Pour pousser un peu plus loin la discussion, voici quelques articles intéressants qui évoquent parfaitement le sujet, même s'ils datent un peu.
Sport et nationalité : entre patriotisme et mercantilisme
L'été 2004 est marqué par de nombreux événements sportifs, et notamment par les Jeux olympiques d'Athènes. Des sportifs de haut niveau conquièrent des trophées pour la grande joie des pays qu'ils représentent, dont parfois, ils ne sont pas originaires. Cela donne l'occasion de voir comment le patriotisme national peut aller de pair avec un grand pragmatisme, voire avec un certain mercantilisme.
D'un côté, les événements sportifs internationaux donnent lieu à de grands déferlements de fierté patriotique, où tout un pays se sent victorieux quand un de ses représentants gagne une médaille ou une coupe. Les larmes coulent quant retentit l'hymne national, et quand le médaillé apparaît, drapé dans le drapeau victorieux. Peu importe alors que le sportif en question soit originaire - ou non - du pays dans le drapeau duquel il est drapé. La France entière pleure aux exploits (ou parfois, aux contre performances) des sportifs tricolores, qu'ils soient berrichons, antillais ou français d'adoption. Le sport apparaît comme un vecteur puissant d'unité et d'identification de la nation. En France, le caractère multiethnique des différentes équipes nationales vient conforter le discours politique sur "l'intégration à la française". Le racisme (qui hante pourtant la société française au quotidien, y compris dans le sport) est éludé dans une représentation idyllique d'une France multicolore, et le sport permet ainsi de compenser symboliquement la sous-représentation des immigrés, des colonisés et de leurs descendants dans les postes de pouvoir politique, économique et médiatique.
Changements de nationalité
La fierté nationale rend peu regardant sur les origines des champions qui font briller les couleurs et rapportent des trophées. En cas de victoire, l'identification fonctionne parfaitement, et c'est en général la détention de la nationalité qui conditionne cette identification. La nationalité fonctionne donc ici comme un minimum requis, à la fois juridique, et identitaire. Selon les règles en vigueur dans la plupart des sports, à l'exception notable du rugby, la nationalité est une des conditions impératives pour pouvoir postuler à une équipe nationale. Les règlements prévoient les conditions dans lesquelles un sportif peut changer de nationalité et ainsi représenter tel ou tel pays. Et c'est la nationalité qui permet au public national de s'identifier à tel ou tel sportif "de son pays", même si l'on sait très bien qu'il vient "d'ailleurs", et la victoire de ce sportif sera ressentie comme celle de la communauté nationale tout entière.

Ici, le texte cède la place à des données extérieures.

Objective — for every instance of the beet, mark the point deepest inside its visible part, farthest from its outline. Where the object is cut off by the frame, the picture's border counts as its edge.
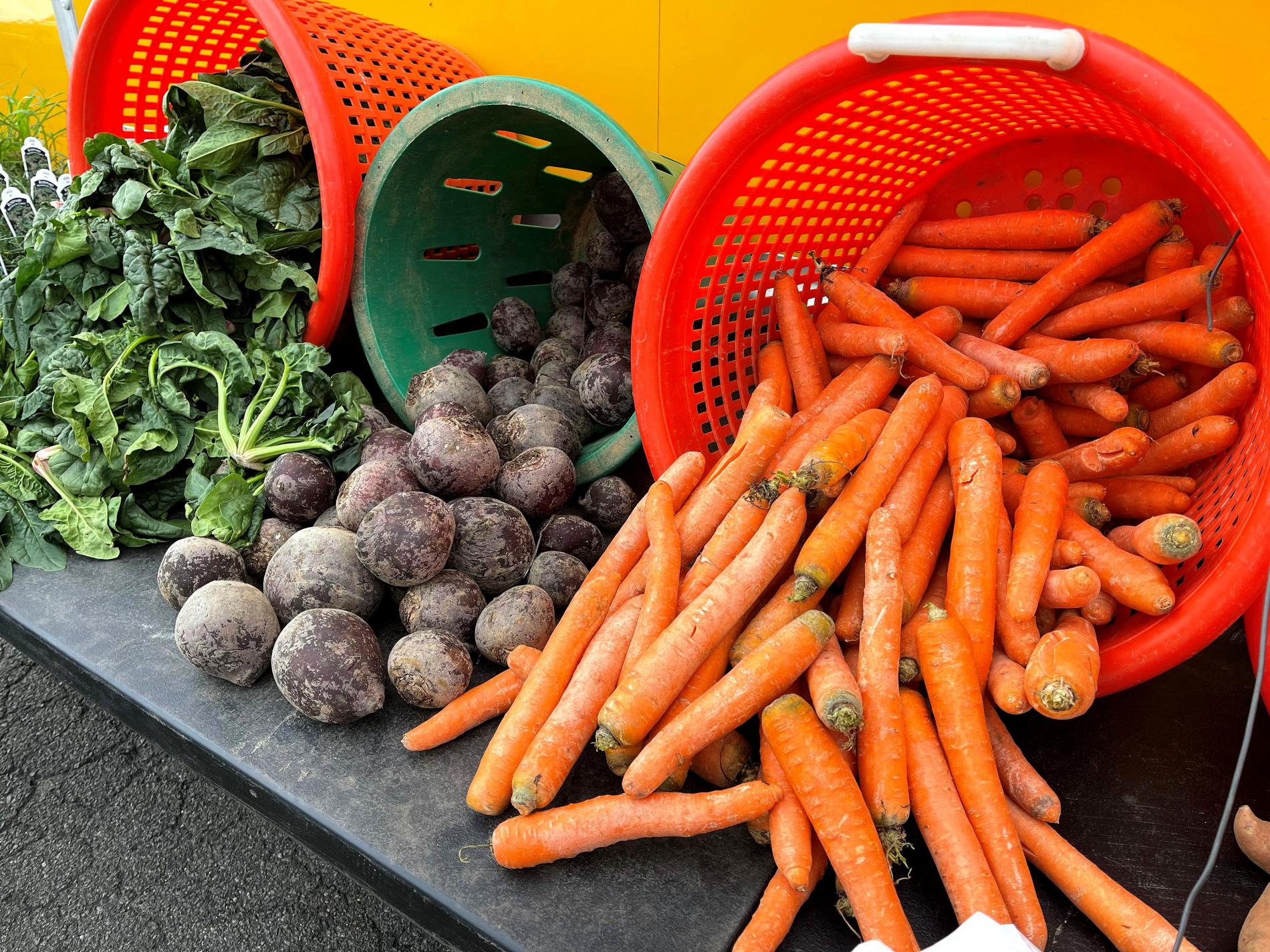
(320, 569)
(569, 285)
(454, 456)
(515, 327)
(299, 486)
(520, 616)
(328, 664)
(609, 502)
(228, 629)
(368, 485)
(430, 668)
(192, 563)
(446, 385)
(537, 482)
(572, 534)
(605, 386)
(406, 540)
(449, 601)
(559, 574)
(493, 542)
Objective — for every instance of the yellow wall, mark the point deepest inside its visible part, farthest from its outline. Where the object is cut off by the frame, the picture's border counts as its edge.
(670, 70)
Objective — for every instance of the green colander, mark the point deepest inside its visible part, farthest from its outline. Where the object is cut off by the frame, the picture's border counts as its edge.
(481, 192)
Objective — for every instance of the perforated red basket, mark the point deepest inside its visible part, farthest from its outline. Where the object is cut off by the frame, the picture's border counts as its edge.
(356, 79)
(821, 155)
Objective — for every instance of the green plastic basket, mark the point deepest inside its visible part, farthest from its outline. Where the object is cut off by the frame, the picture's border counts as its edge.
(481, 193)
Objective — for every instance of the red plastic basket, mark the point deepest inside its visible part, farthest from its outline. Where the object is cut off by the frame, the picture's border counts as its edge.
(356, 79)
(821, 155)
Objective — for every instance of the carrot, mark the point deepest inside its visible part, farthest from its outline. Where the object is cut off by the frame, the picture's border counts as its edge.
(561, 739)
(1024, 786)
(1038, 428)
(1100, 611)
(863, 341)
(975, 460)
(809, 369)
(1028, 372)
(832, 800)
(954, 688)
(491, 790)
(1134, 232)
(1041, 230)
(1062, 675)
(1232, 315)
(1130, 923)
(773, 367)
(1117, 452)
(739, 695)
(1130, 579)
(1164, 540)
(921, 550)
(942, 822)
(1154, 300)
(835, 691)
(662, 589)
(879, 746)
(1226, 393)
(866, 305)
(777, 907)
(878, 257)
(475, 706)
(580, 828)
(1141, 499)
(649, 688)
(1006, 683)
(1192, 343)
(1186, 444)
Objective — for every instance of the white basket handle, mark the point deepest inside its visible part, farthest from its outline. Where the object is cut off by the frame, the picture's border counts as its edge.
(1059, 49)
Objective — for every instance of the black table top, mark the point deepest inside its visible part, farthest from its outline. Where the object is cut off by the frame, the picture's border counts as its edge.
(1142, 778)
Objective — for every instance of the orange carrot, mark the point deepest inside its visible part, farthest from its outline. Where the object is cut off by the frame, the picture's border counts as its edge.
(1130, 923)
(1062, 675)
(1134, 232)
(475, 706)
(1152, 300)
(580, 828)
(1164, 540)
(739, 695)
(1006, 683)
(1039, 230)
(921, 550)
(491, 790)
(1130, 579)
(835, 691)
(649, 688)
(1226, 393)
(809, 369)
(1069, 588)
(954, 688)
(777, 907)
(832, 800)
(975, 460)
(1024, 786)
(879, 746)
(1188, 444)
(1038, 428)
(942, 822)
(866, 305)
(558, 746)
(1192, 343)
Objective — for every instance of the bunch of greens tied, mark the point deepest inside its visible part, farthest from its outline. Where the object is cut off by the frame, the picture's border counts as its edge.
(150, 366)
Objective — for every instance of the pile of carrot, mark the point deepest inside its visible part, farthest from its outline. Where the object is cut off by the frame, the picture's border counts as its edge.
(942, 485)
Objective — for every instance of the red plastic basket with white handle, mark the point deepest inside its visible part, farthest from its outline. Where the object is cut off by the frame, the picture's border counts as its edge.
(819, 158)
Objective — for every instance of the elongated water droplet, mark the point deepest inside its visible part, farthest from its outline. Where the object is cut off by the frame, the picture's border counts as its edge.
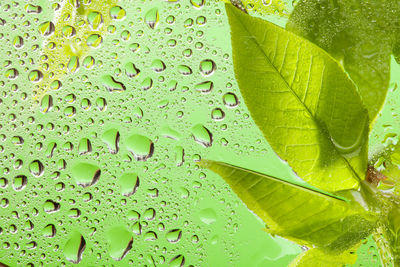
(151, 17)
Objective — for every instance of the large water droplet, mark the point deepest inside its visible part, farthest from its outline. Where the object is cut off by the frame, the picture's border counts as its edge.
(151, 17)
(86, 174)
(75, 247)
(140, 146)
(129, 183)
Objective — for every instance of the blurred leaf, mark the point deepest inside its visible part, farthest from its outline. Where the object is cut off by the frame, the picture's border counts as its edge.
(305, 105)
(318, 258)
(303, 215)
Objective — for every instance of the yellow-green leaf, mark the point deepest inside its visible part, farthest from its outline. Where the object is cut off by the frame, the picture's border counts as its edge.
(302, 101)
(306, 216)
(360, 34)
(318, 258)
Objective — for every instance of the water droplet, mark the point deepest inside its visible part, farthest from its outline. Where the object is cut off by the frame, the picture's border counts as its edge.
(197, 3)
(73, 64)
(150, 236)
(129, 183)
(11, 74)
(20, 182)
(50, 149)
(179, 156)
(177, 261)
(36, 168)
(158, 65)
(46, 103)
(202, 135)
(131, 71)
(95, 19)
(140, 146)
(147, 83)
(151, 17)
(149, 214)
(208, 216)
(51, 206)
(85, 146)
(35, 76)
(101, 103)
(174, 235)
(117, 13)
(184, 70)
(17, 140)
(88, 62)
(111, 84)
(133, 215)
(74, 247)
(134, 47)
(217, 114)
(46, 28)
(120, 242)
(111, 138)
(230, 100)
(86, 174)
(204, 87)
(18, 42)
(207, 67)
(49, 230)
(33, 9)
(94, 40)
(68, 31)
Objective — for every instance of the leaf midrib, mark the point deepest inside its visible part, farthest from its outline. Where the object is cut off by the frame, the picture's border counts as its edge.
(297, 97)
(300, 187)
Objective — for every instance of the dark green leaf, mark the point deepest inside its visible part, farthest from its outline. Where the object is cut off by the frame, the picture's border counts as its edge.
(305, 216)
(360, 34)
(303, 102)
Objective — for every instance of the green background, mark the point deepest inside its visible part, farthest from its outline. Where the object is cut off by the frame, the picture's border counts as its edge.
(216, 227)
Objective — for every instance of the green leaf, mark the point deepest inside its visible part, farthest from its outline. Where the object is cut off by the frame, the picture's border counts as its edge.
(303, 215)
(318, 258)
(305, 105)
(358, 33)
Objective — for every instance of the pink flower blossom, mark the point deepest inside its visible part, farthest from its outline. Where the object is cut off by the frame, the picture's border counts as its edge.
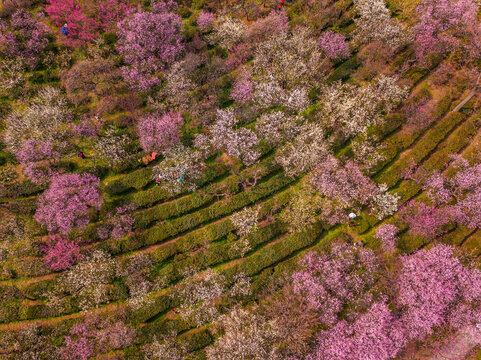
(334, 45)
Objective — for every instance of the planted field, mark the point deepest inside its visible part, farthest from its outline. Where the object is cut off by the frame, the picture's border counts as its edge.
(197, 180)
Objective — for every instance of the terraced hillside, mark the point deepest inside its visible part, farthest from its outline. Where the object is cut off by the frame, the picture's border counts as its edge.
(166, 167)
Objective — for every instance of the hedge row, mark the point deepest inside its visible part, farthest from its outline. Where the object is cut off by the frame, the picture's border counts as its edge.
(421, 150)
(457, 141)
(149, 197)
(164, 211)
(400, 141)
(177, 226)
(134, 180)
(19, 189)
(216, 254)
(208, 233)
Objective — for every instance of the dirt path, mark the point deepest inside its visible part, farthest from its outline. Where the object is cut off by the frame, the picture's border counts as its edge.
(459, 347)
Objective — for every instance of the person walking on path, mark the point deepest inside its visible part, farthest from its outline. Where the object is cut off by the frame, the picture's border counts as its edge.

Peu importent les liens du sang, le lieu de la naissance, le rapport à la terre ou aux ancêtres, la langue, la culture, éléments essentiels de la vulgate nationaliste. La nationalité, comme catégorie juridique, permet une identification moderne moins exigeante, plus souple, et surtout, plus rentable pour la fierté nationale.
Pour obtenir la nationalité française et apporter à la France médailles et trophées, les champions bénéficient de nombreuses facilités et n'ont pas à remplir les critères "d'intégration" exigés au commun des mortels. La nationalité, qui se définit juridiquement par l'allégeance à un État, et se traduit par un ensemble de droits et de devoirs, vis-à-vis de cet État, et de sa population constitutive, est ainsi réduite à un passeport qui s'achète ou qui se vend.
Derrière les hymnes, les drapeaux, les emblèmes de la fierté patriotique, derrière les symboles souvent rigides (siffler la Marseillaise est désormais un délit), le nationalisme s'accommode parfaitement d'une certaine souplesse identitaire, et "nationalise" volontiers des étrangers au bénéfice de la nation. Ce n'est d'ailleurs pas le seul exemple où l'idéologie nationaliste fait le grand écart entre un discours de la pureté et des pratiques volontiers plus pragmatiques.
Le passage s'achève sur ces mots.